59 yaşındaki çok koyu bir Fenerbahçeli’nin bu mutluluğu, bu heyecanı bugüne dek yaşayamamış olması da ayrı bir mesele.
Galatasaray’ın UEFA’da finale çıkışı ve kupayı kaldırmasının benim gibi bir Fenerbahçeliyi nasıl heyecanlandırdığını dün gibi hatırlıyorum; aynı mutluluğu Fenerbahçe için yaşarsam neler olur, düşünemiyorum bile.
Büyük bir hatalar zinciri yaşanmaz ise ilk sekize girmiş gibiyiz herhalde.
Dün (Mart Perşembe) geceki maç hakkında fazla bir şey yazmak istemiyorum, rakibimiz eski Çekoslovak Skoda arabalar gibi idi, pek bozulmuyorlar ama performansları çok sınırlı, böyle bir takıma deplasmanda bile daha fazla gol atmalı idik.

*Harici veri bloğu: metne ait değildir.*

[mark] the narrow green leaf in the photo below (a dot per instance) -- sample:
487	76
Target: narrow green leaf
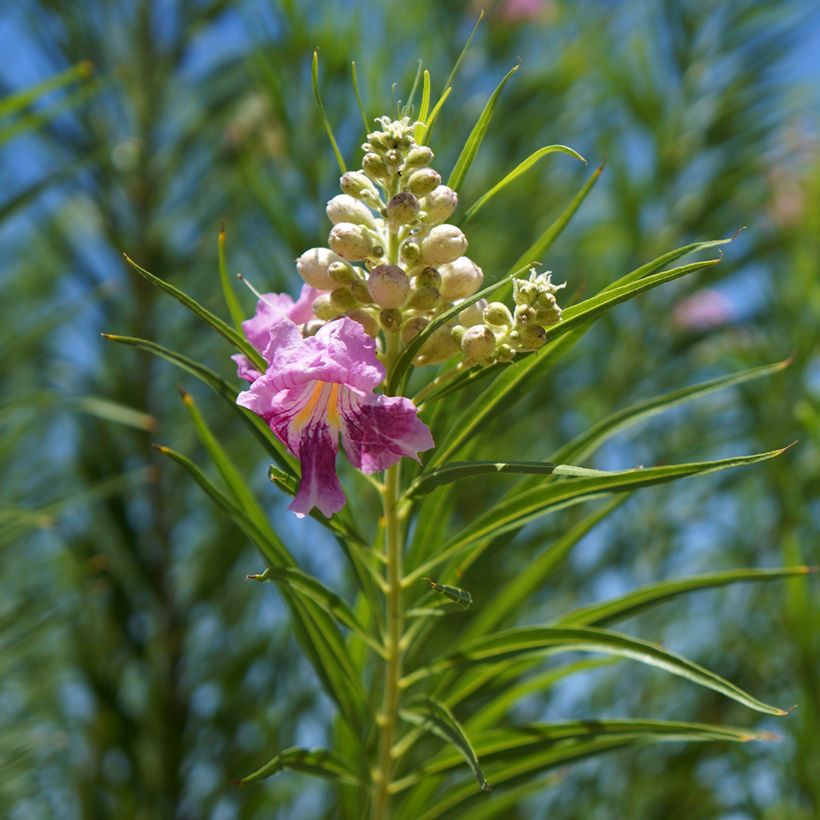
470	150
317	762
234	308
512	643
607	612
224	330
518	171
435	717
323	113
522	508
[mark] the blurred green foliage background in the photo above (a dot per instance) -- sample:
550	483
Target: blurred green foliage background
139	673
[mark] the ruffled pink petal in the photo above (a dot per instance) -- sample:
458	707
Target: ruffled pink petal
320	486
378	430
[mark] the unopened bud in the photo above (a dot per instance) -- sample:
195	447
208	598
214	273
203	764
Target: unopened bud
478	344
412	327
344	208
497	314
388	286
402	208
460	278
424	181
443	244
350	241
390	318
423	299
312	266
439	204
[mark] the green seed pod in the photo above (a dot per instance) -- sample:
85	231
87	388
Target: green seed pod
498	314
478	344
460	278
444	243
313	265
390	318
388	286
412	327
423	182
402	208
350	241
423	299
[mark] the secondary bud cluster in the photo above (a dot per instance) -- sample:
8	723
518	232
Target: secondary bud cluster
393	262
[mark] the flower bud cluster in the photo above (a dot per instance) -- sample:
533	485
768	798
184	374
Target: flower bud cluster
393	262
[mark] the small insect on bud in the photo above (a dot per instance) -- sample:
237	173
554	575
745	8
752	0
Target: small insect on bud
313	265
460	278
343	299
497	314
478	344
350	241
412	327
323	307
473	314
423	299
423	182
531	337
357	184
341	273
390	318
373	165
402	208
443	244
344	208
367	320
428	277
388	286
418	157
439	204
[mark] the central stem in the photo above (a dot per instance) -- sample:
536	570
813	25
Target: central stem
388	715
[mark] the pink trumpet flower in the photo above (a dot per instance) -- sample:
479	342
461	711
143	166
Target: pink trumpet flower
269	308
320	387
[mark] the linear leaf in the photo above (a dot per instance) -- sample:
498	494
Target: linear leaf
224	330
532	503
512	643
317	762
519	169
628	605
435	717
470	149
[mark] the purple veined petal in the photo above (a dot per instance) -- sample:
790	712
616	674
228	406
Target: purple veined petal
378	430
320	485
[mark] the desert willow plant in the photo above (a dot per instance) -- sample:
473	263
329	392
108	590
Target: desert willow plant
392	295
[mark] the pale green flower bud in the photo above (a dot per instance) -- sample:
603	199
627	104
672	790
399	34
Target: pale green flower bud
390	318
323	308
478	344
460	278
350	241
428	277
497	314
402	208
423	182
388	286
344	208
366	319
343	299
341	273
443	244
439	204
313	264
531	337
423	299
412	327
473	314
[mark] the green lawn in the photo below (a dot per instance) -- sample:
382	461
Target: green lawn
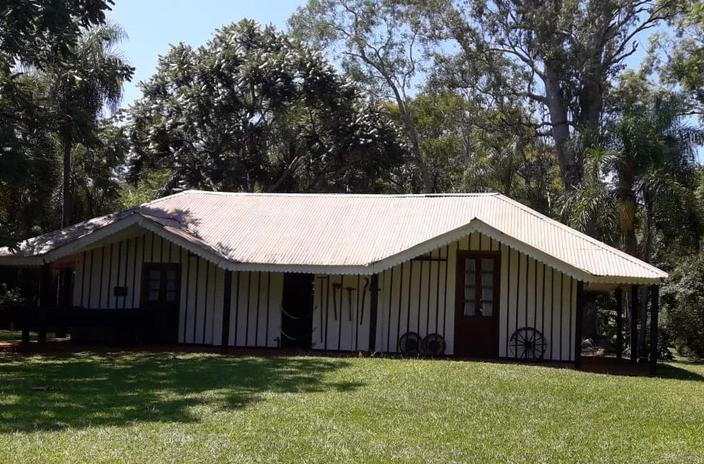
181	407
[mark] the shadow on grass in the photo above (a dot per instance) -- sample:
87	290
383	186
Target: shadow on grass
674	371
81	390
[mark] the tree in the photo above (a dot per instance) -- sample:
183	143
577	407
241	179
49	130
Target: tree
683	303
32	35
639	189
253	110
379	50
476	149
684	57
557	56
78	90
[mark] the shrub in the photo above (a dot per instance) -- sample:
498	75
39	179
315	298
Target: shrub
683	300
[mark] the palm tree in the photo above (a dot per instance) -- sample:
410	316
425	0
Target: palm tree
639	185
79	90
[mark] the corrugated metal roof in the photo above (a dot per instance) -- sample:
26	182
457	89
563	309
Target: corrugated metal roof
357	233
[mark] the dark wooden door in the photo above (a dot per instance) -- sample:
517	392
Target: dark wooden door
161	287
297	311
477	304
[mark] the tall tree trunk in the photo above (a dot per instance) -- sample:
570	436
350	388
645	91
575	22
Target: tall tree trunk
66	198
645	294
570	170
411	132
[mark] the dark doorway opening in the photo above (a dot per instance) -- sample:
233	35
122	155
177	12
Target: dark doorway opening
297	311
477	304
161	287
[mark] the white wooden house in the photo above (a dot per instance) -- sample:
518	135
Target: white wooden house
481	274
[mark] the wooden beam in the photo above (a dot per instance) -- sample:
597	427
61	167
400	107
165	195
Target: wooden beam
373	309
634	324
654	309
578	325
47	299
619	322
226	303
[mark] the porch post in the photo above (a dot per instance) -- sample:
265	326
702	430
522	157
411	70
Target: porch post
226	302
634	324
45	301
578	325
373	309
654	309
619	323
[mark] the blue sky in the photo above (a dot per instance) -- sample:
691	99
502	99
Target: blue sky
153	25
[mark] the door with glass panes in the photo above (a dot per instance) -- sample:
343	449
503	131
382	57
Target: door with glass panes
160	300
477	304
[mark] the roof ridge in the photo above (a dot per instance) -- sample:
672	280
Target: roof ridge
602	245
348	195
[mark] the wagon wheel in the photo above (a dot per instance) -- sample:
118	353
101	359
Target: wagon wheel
409	343
434	345
527	343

Rakip Plzen için çek değil de eski çekoslovak takımı demek çok yanlış değil zira takımda sadece Çek ve Slovak futbolcular var, yani çok fazla yerli(!) bir takım.
14 Mart akşamı bu takımı eleyemez isek tüm yöneticilerin hatta futbolcuların bu işi bırakmaları gerekebilir.
Bizim şimdiden çeyrek finalin ilk ayağı olan 4 Nisan akşamı kiminle oynayacağımızın hesabını yapmamız yazım.
Muhtemel çeyrek final rakiplerimiz arasında Benfica, Bordeaux, Anzhi, İnter, Chelsea gibi takımlar var; Chelsea dışında iki Büyük Britanya takımı Newcastle ve Tottenham’ı da unutmamak şart.
Benfica eski Benfica değil ama yine de çok ciddiye almak lazım; Bordeaux, eskiden elemiş idik (Selçuk Yula’nın unutulmaz performansı), bize ters gelecek bir stile sahip.
İnter bir dünya takımı, Anzhi’nin başında da unutmayalım Hiddink var; Chelsea için zaten söylenecek söz yok.
Bakalım 15 Mart günü çekilecek kuralar nasıl tecelli edecek.
Dün (Perşembe) geceki maç için futbol eleştirmenleri takımın soğukkanlı, hatta fazla soğukkkanlı tavrını, özellikle de kaleci Volkan’ı eleştirmişler, gazetelerden okuyorum; kanımca, panik yerine bu tür soğukkanlı hatta rakibi çok fazla umursamayan bir tavır, ne yalan söyleyeyim, kafamdaki Fenerbahçe için çok daha uygun. Zaten, 11 bin kişilik stadı olan bir Çek takımını, dikkati elden bırakmadan çok fazla ciddiye almak da çok anlamlı değil.